Sudan-US US envoy runs into problem on Sudan peace mission

KHARTOUM
Jan 16, 2002 (AFP)

US special envoy Senator John Danforth said here Wednesday he has failed to secure the Khartoum government's support for a monitoring mechanism to protect civilians in Sudan's long-running civil war.

"Progress has been made in the other three proposals I made last November" during a previous mission, Danforth told a press conference at the end of his second visit to Sudan.

The government and Sudan People's Liberation Movement (SPLM) have agreed on a proposal for negotiating a truce in the Nuba mountains of southern Sudan, the envoy said.

He said they had also agreed to establish "zones of tranquility" for immunization purposes, and also on proposals against "slavery and abductions".

"A six-month ceasefire in the Nuba mountains is now being negotiated in Switzerland, while zones of tranquility have been agreed to be observed at least in principle for immunization" against diseases such as polio, he said.

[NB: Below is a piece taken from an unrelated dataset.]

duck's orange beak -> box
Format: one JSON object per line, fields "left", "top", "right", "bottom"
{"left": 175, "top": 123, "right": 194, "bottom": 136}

The two sides have been meeting since Monday in the central Swiss town of Burgenstock to try to secure a ceasefire in the mountainous Nuba, part of a huge area of southern Sudan that has been ravaged by civil war since 1983.

Danforth said he could not reach agreement with Khartoum on the issue of immunity of civilians from military attacks.

It was the "key to all proposals we have made", the US peace envoy said, but the Sudanese government would not accept a mechanism for monitoring attacks.

"I am sorry to say that we have no real progress there as the government has not been supportive of a monitoring concept yet, although they agreed to a period of four weeks to halt unilateral military attacks."

He said the SPLM, on the other hand, has agreed to the mechanism.

"There is no meaning for prospects of peace and for US involvement in peace if there is no understanding on something as absolutely basic and consistent with the Geneva Conventions as the immunity of civilians from military attacks," he warned.

He said the government, with whom he would continue peace efforts, reiterated its commitment to the conventions, "but I need more than a verbal statement, we have to have something specific."

Danforth said he would meet Egyptian President Hosni Mubarak on Thursday. They would discuss a proposal from Kenyan President Daniel arap Moi to merge Sudanese peace initiatives by Egypt and Libya as well as East Africa's Intergovernmental Authority on Development, he said.